Cet idéal est d'ores et déjà une réalité partielle dans les potagers familiaux dans bien des zones tropicales et dans les systèmes agroforestiers complexes de Sumatra et d'Amérique centrale. Il l'est depuis longtemps dans bien des régions d'Europe dans les petites forêts gérées attentivement. Des éléments aussi divers que la biodiversité, l'agrément, la chasse, le bois et les produits non ligneux peuvent tous être offerts par les mêmes petites forêts privées ou communautaires. Le problème est de compenser les petits exploitants forestiers pour les contributions de leurs forêts à l'environnement mondial. Grâce aux nouvelles technologies de télédétection et de modélisation spatiale, il est possible d'évaluer la contribution de ces forêts à la fixation du carbone et à la conservation de la biodiversité - et d'établir ainsi un mode de paiement pour les biens publics à valeur écologique.
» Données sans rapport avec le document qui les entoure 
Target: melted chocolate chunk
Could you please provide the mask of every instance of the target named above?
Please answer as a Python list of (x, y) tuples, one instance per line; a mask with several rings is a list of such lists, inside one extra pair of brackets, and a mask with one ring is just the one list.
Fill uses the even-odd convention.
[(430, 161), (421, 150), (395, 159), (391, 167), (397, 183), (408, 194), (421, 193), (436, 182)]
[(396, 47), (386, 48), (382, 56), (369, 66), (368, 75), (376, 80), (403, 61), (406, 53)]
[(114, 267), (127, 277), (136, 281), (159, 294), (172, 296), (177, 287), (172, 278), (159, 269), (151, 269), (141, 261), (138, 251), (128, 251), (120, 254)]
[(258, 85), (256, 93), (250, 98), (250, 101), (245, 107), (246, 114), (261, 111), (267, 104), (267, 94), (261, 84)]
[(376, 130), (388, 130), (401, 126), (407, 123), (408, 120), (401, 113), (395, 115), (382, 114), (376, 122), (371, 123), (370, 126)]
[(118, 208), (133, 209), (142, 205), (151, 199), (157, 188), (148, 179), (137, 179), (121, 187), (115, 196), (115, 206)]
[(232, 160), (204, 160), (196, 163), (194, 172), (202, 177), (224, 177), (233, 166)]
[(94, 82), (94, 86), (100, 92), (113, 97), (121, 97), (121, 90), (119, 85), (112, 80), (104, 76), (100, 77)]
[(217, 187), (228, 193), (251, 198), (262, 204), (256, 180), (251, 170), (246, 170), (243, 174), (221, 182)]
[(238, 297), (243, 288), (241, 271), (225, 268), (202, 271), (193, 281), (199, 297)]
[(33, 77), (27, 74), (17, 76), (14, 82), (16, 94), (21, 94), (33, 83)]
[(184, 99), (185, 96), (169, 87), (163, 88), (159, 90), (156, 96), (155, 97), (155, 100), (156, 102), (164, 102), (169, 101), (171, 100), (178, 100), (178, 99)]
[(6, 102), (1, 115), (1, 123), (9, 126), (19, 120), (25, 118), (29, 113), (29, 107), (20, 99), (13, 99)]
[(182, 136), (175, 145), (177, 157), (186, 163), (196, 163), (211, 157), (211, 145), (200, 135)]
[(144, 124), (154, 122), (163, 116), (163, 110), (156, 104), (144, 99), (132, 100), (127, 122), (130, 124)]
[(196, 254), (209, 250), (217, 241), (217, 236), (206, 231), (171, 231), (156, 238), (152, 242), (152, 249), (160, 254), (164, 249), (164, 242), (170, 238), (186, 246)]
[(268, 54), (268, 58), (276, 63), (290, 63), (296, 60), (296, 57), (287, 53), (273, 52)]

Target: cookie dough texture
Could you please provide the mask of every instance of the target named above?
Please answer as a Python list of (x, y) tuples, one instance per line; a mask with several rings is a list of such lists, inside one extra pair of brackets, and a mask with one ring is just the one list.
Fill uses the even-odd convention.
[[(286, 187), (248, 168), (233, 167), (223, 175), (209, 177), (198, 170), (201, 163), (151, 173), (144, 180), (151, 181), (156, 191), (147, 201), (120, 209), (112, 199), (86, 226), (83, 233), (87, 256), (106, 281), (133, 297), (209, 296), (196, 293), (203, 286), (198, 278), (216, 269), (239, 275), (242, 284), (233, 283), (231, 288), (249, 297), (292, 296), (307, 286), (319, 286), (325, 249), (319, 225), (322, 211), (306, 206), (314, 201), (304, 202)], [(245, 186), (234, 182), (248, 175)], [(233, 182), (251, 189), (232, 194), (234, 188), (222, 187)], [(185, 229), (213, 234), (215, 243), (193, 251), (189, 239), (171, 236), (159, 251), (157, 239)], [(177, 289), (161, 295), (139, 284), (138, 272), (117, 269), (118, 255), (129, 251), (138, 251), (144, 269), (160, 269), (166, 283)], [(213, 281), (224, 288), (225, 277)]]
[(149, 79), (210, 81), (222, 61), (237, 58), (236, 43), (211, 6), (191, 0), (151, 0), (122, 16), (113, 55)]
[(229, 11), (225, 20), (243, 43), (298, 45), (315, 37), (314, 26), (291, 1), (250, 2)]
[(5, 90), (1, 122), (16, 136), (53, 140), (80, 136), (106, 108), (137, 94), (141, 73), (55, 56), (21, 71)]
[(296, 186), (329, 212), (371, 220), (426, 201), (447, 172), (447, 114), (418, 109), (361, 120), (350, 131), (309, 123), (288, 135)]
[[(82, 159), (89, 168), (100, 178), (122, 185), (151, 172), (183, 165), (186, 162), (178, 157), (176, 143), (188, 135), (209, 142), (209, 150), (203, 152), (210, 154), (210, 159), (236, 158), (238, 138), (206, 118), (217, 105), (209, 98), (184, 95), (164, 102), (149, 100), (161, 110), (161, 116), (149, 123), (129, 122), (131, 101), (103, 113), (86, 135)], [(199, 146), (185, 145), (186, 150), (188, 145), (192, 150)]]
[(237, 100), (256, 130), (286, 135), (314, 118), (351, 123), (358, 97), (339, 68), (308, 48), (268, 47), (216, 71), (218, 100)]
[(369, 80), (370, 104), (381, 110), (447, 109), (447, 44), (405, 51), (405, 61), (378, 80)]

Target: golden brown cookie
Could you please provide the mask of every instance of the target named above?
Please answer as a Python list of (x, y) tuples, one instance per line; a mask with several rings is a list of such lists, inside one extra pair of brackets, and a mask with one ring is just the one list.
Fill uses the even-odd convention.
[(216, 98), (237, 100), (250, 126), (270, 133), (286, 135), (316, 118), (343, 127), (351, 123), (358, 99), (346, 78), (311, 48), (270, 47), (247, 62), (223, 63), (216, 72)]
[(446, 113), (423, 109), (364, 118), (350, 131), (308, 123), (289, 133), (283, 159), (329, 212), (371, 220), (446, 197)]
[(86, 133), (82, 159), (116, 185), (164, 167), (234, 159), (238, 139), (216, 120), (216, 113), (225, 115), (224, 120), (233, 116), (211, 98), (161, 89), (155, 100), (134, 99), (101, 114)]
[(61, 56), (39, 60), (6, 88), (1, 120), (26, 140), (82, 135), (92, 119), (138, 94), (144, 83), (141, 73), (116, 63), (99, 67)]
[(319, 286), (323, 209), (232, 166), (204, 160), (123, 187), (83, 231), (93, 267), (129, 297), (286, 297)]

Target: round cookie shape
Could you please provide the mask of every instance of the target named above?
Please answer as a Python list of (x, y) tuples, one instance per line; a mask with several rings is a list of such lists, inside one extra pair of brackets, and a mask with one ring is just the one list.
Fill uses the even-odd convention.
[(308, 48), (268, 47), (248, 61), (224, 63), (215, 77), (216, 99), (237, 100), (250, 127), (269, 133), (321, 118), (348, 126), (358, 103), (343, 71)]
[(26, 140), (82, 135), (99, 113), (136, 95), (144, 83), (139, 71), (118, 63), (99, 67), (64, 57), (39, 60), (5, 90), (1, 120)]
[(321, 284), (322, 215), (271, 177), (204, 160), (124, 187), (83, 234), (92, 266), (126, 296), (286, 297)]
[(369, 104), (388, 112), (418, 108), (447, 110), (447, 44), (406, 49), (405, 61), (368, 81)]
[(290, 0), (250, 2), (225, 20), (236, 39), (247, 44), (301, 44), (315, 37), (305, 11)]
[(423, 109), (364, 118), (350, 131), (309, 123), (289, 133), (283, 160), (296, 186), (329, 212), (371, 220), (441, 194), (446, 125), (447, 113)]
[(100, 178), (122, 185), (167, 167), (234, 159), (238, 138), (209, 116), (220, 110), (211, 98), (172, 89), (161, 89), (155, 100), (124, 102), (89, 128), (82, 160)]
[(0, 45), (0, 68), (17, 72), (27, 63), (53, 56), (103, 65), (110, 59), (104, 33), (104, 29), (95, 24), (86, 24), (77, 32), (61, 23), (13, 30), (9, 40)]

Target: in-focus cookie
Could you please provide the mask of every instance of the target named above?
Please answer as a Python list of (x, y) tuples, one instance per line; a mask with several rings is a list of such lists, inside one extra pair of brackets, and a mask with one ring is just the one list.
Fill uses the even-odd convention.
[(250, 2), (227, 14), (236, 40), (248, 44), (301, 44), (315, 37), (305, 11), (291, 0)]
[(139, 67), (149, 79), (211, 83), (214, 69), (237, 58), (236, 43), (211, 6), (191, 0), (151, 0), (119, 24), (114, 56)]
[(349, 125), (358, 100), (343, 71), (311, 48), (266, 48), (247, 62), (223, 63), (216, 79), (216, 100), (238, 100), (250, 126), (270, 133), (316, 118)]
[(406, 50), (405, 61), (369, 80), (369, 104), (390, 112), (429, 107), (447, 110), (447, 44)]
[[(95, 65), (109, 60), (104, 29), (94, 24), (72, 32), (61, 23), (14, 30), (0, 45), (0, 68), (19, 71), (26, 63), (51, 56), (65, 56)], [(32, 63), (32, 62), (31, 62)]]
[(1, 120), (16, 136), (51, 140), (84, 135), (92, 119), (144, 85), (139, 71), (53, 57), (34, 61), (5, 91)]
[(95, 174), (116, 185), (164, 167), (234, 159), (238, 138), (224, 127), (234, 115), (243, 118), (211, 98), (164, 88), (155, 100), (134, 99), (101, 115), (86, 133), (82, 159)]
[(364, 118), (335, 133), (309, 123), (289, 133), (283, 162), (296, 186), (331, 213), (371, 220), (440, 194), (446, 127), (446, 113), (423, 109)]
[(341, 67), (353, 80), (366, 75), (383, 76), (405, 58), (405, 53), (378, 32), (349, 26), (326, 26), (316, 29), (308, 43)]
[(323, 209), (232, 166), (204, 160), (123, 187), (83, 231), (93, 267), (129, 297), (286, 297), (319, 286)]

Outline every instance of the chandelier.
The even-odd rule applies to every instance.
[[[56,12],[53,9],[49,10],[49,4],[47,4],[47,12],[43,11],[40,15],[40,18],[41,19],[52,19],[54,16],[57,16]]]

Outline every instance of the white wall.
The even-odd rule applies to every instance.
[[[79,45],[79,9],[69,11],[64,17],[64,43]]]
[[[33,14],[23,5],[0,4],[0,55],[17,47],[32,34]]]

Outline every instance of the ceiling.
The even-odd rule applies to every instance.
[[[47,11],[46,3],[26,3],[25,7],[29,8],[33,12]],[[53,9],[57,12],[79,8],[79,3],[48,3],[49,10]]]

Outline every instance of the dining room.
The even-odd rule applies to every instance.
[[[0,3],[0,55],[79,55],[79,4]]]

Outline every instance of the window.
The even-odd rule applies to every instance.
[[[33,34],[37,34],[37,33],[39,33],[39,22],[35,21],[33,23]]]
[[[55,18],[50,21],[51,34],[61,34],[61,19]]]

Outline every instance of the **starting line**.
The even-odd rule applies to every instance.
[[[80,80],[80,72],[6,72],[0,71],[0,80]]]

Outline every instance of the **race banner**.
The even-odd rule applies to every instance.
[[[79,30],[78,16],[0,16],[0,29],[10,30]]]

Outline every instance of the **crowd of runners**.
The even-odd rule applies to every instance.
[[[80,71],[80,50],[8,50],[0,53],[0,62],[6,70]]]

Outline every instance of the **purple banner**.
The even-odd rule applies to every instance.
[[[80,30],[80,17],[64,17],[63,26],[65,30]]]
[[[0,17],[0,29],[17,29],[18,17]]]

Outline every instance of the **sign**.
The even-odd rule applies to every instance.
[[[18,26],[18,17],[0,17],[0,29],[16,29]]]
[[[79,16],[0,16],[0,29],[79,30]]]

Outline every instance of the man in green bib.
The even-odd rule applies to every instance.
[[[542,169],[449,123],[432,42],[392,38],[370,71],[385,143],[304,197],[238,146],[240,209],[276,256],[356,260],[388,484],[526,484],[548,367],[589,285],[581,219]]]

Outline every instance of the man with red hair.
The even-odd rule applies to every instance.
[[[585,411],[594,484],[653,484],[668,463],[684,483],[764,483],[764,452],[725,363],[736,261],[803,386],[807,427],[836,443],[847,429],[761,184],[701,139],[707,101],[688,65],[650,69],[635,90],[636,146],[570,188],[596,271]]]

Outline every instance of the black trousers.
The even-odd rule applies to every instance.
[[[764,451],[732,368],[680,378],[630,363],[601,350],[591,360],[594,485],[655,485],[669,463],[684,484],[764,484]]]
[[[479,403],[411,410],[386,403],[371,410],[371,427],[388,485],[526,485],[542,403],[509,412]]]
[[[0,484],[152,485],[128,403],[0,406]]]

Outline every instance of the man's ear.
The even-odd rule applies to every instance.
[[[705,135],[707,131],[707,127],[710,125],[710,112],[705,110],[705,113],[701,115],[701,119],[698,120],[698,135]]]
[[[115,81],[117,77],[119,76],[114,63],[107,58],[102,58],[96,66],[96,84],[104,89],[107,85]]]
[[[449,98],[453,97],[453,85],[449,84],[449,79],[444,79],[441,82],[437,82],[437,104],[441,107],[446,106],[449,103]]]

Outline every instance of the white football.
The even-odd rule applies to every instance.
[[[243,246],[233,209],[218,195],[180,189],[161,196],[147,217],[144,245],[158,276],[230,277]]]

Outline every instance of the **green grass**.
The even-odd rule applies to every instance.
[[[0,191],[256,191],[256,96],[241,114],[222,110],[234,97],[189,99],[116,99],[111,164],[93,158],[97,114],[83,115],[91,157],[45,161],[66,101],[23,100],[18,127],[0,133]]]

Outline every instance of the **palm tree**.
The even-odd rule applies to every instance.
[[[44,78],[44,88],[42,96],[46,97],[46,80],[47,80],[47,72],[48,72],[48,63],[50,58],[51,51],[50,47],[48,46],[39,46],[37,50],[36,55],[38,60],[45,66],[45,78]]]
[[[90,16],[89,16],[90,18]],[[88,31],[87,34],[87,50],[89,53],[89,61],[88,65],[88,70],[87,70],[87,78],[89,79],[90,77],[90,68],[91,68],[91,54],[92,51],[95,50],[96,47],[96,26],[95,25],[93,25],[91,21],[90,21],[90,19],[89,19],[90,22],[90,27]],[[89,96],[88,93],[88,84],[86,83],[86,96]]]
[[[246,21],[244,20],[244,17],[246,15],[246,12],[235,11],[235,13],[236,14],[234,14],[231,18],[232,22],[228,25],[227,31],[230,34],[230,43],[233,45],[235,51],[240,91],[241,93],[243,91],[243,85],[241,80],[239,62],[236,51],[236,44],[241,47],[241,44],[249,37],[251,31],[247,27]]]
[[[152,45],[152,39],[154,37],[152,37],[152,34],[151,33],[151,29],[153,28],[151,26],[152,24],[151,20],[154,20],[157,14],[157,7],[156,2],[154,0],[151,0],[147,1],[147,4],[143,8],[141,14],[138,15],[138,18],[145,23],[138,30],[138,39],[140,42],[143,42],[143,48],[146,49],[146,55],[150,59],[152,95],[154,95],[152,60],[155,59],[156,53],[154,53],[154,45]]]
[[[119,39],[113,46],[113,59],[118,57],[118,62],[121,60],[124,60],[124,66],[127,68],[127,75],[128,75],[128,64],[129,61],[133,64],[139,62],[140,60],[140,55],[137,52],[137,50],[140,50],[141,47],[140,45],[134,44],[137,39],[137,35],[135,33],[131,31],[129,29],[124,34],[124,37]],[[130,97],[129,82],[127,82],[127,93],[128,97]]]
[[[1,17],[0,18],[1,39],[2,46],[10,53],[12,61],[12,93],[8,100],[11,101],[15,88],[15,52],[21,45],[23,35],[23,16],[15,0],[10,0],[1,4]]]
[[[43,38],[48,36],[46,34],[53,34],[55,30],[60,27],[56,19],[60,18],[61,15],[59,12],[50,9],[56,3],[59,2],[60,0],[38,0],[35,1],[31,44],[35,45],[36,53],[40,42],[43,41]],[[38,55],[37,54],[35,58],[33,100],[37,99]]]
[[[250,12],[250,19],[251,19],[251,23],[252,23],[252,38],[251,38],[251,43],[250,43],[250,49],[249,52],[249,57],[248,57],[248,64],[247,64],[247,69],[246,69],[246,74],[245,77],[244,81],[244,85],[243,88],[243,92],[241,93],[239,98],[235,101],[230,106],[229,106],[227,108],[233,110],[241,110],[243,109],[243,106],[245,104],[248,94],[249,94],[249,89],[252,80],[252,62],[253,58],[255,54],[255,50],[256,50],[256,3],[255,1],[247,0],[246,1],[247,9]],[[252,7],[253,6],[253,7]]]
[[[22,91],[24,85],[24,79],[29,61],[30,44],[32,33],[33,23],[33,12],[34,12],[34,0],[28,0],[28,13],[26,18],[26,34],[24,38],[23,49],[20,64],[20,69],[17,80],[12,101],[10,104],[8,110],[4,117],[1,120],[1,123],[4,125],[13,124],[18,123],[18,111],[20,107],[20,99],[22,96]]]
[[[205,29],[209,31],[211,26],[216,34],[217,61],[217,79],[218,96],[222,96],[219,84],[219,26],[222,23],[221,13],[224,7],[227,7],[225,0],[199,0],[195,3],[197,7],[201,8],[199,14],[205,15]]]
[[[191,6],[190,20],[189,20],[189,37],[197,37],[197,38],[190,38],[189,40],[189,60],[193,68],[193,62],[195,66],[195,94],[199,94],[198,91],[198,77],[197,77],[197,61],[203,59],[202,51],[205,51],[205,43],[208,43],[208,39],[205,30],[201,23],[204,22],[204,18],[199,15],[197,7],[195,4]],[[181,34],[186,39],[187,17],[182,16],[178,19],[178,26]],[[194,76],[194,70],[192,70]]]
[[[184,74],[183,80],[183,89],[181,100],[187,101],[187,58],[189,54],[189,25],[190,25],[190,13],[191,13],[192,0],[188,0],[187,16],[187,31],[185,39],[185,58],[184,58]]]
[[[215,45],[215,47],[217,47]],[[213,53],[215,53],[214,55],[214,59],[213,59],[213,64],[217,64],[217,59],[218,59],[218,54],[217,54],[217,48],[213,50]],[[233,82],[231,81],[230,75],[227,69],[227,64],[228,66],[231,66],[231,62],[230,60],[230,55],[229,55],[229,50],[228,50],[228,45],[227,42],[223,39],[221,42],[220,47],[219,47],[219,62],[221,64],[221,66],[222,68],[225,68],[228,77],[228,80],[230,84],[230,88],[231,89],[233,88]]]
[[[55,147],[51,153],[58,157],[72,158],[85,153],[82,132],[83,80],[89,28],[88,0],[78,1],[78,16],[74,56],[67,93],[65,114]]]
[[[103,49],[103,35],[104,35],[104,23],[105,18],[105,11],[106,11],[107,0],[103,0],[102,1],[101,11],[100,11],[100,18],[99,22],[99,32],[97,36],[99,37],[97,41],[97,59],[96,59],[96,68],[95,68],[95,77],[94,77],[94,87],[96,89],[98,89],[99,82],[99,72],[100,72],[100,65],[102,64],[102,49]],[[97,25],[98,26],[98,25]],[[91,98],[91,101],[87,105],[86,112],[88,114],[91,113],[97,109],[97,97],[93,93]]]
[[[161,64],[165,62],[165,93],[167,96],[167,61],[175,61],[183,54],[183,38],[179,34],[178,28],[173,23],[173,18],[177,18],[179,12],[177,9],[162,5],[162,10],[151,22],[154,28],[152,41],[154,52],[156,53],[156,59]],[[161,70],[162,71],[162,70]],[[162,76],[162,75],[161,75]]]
La foresterie locale ou sociale n'est pas nouvelle dans les régions tropicales. Mais elle est préconisée le plus souvent lorsque les forêts naturelles ont quasiment disparu. Cette orientation concerne en particulier lesdits «pays à faible couvert forestier» et tend presque exclusivement à répondre aux besoins en produits forestiers. Dans les pays riches en forêts, où la valeur des forêts en tant que biens publics écologiques est menacée, le paradigme dominant est encore fondé sur un modèle de contrôle par l'État et sur les économies d'échelle. Afin que les forêts puissent apporter toute leur contribution aux conditions de vie des populations des pays tropicaux en 2050, je crois qu'un équilibre entre ces deux modèles de développement sera nécessaire. Les approches locales à petite échelle de la foresterie ne seront pas concurrentielles sur les marchés mondiaux des produits de base, ou pour la gestion de vastes réserves de biodiversité. Mais si les petits propriétaires forestiers pouvaient capter la valeur globale du carbone fixé et de la biodiversité conservée, ils pourraient alors jouir d'une vie plus agréable tout en préservant leurs forêts.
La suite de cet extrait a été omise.